I guess this is fine, but I’m not convinced. This mostly just seems like you pushing your personal aesthetic preferences, but it feels like I could easily come up with arguments for following exactly the opposite advice.
This post reminds me of lots of writing advice: seems fine, so long as you have the same aesthetic sensibilities as the person giving the advice.
I was wondering about this too. I thought of Eugene Wei writing about Edward Tufte’s classic book The Visual Display of Quantitative Information, which he considers “[one of] the most important books I’ve read”. He illustrates with an example, just like dynomight did above, starting with this chart auto-created in Excel:
and systematically applies Tufte’s principles to eventually end up with this:
Wei adds further commentary:
No issues for color blind users, but we’re stretching the limits of line styles past where I’m comfortable. To me, it’s somewhat easier with the colored lines above to trace different countries across time versus each other, though this monochrome version isn’t terrible. Still, this chart reminds me, in many ways, of the monochromatic look of my old Amazon Analytics Package, though it is missing data labels (wouldn’t fit here) and has horizontal gridlines (mine never did).
We’re running into some of these tradeoffs because of the sheer number of data series in play. Eight is not just enough, it is probably too many. Past some number of data series, it’s often easier and cleaner to display these as a series of small multiples. It all depends on the goal and what you’re trying to communicate.
At some point, no set of principles is one size fits all, and as the communicator you have to make some subjective judgments. For example, at Amazon, I knew that Joy wanted to see the data values marked on the graph, whenever they could be displayed. She was that detail-oriented. Once I included data values, gridlines were repetitive, and y-axis labels could be reduced in number as well.

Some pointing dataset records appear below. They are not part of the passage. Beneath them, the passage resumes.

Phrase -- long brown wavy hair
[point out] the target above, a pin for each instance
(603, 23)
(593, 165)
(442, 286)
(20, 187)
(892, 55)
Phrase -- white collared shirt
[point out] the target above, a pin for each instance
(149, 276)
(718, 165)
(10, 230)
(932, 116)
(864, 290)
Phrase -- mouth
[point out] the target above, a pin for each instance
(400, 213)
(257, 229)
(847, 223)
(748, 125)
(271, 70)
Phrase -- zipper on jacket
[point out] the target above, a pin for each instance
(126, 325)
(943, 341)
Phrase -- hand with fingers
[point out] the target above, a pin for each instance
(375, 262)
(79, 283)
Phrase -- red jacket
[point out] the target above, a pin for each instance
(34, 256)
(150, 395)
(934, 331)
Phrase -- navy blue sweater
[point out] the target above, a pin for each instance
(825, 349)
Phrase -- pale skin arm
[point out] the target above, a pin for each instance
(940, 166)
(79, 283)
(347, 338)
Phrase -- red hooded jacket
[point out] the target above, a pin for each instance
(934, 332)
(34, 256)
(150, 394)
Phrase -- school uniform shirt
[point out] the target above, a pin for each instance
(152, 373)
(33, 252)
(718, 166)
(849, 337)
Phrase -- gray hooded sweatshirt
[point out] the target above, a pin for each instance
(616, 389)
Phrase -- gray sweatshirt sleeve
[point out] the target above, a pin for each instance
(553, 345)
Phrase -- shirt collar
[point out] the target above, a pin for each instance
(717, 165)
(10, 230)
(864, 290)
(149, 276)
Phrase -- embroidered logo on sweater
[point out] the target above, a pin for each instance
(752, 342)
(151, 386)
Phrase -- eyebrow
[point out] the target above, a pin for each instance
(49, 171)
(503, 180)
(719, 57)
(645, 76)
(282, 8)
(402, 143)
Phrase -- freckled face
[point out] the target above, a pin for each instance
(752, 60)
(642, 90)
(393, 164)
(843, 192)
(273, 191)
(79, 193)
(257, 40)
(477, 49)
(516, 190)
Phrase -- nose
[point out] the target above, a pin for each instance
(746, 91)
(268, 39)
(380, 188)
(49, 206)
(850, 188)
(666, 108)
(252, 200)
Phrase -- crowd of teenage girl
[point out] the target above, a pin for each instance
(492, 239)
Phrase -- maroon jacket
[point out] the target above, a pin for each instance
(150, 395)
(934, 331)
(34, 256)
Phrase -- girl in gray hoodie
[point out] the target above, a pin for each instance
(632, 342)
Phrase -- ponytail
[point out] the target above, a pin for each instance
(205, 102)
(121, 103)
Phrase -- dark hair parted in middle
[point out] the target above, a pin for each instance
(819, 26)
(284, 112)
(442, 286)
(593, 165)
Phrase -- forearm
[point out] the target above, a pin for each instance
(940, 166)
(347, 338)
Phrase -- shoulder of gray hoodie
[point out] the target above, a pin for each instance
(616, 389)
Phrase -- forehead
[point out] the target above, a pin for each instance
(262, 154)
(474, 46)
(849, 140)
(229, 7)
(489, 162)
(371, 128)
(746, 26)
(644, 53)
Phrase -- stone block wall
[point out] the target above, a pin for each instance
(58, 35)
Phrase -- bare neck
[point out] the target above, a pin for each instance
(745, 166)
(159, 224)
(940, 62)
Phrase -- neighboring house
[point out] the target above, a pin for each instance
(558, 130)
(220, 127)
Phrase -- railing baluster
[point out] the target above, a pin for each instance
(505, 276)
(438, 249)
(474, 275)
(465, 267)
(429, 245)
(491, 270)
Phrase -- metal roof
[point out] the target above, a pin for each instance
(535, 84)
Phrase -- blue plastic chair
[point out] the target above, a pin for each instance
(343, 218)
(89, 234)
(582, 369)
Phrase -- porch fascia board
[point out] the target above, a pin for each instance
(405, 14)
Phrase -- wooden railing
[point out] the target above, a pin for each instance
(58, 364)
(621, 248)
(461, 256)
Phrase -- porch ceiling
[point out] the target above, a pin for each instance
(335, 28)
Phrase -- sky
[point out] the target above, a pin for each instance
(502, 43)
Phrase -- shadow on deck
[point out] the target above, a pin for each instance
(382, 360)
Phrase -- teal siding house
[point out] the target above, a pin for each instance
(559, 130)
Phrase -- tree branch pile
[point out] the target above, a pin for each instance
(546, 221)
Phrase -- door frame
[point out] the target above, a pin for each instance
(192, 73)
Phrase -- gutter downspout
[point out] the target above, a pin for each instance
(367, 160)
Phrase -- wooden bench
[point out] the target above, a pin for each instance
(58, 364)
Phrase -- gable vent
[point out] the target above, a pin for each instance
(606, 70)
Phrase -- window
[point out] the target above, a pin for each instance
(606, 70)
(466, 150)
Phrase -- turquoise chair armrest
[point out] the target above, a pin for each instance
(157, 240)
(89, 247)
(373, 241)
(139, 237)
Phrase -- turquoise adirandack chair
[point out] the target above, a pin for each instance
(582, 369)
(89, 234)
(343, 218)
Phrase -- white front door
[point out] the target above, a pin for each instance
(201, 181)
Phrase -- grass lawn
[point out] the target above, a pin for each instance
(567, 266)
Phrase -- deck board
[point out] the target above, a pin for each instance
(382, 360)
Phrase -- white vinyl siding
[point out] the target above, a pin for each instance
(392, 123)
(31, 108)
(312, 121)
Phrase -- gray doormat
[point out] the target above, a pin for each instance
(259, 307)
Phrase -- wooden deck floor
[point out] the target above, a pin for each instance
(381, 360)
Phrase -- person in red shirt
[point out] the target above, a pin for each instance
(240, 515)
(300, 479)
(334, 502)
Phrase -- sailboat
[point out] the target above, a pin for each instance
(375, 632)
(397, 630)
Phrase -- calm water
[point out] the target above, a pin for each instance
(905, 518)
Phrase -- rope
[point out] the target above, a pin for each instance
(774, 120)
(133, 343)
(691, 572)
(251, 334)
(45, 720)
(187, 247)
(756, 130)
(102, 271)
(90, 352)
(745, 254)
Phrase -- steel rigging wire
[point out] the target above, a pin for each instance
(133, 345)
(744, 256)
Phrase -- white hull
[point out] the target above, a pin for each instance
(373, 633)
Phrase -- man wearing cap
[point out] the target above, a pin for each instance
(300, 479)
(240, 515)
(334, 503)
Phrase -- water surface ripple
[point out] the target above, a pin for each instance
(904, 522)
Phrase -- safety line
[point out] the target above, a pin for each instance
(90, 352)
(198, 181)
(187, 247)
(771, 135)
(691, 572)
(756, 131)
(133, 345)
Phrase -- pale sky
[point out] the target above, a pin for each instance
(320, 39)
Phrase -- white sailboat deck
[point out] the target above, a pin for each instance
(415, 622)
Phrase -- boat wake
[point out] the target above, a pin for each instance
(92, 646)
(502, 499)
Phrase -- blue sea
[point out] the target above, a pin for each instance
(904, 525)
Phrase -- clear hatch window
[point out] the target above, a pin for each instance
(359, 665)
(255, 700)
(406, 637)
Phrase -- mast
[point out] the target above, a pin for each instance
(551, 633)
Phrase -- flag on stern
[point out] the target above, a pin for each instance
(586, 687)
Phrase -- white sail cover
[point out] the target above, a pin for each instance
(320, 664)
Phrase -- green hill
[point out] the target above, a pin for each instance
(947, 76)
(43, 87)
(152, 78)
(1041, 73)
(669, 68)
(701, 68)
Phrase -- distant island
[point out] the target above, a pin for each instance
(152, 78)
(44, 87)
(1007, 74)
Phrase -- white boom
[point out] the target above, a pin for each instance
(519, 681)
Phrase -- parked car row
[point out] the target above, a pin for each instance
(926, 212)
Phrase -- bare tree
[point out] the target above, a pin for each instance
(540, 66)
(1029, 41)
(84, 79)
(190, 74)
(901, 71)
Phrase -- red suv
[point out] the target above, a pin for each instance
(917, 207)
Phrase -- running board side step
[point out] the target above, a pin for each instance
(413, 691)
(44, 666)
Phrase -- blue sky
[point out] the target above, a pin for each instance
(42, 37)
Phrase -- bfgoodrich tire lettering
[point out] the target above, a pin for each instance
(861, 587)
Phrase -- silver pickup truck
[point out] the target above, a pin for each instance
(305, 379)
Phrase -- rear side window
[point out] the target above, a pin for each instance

Tufte advocates reducing non-data-ink, within reason, and gridlines are often just that. In some cases, if data values aren’t possible to fit onto a line graph, I sometimes include gridlines to allow for easy calculation of the relative ratio of one value to another (simply count gridlines between the values), but that’s an edge case.
For sharp changes, like an anomalous reversal in the slope of a line graph, I often inserted a note directly on the graph, to anticipate and head off any viewer questions. For example, in the graph above, if fewer data series were included, but Greece remained, one might wish to explain the decline in health expenditures starting in 2008 by adding a note in the plot area near that data point, noting the beginning of the Greek financial crisis (I don’t know if that’s the actual cause, but whatever the reason or theory, I’d place it there).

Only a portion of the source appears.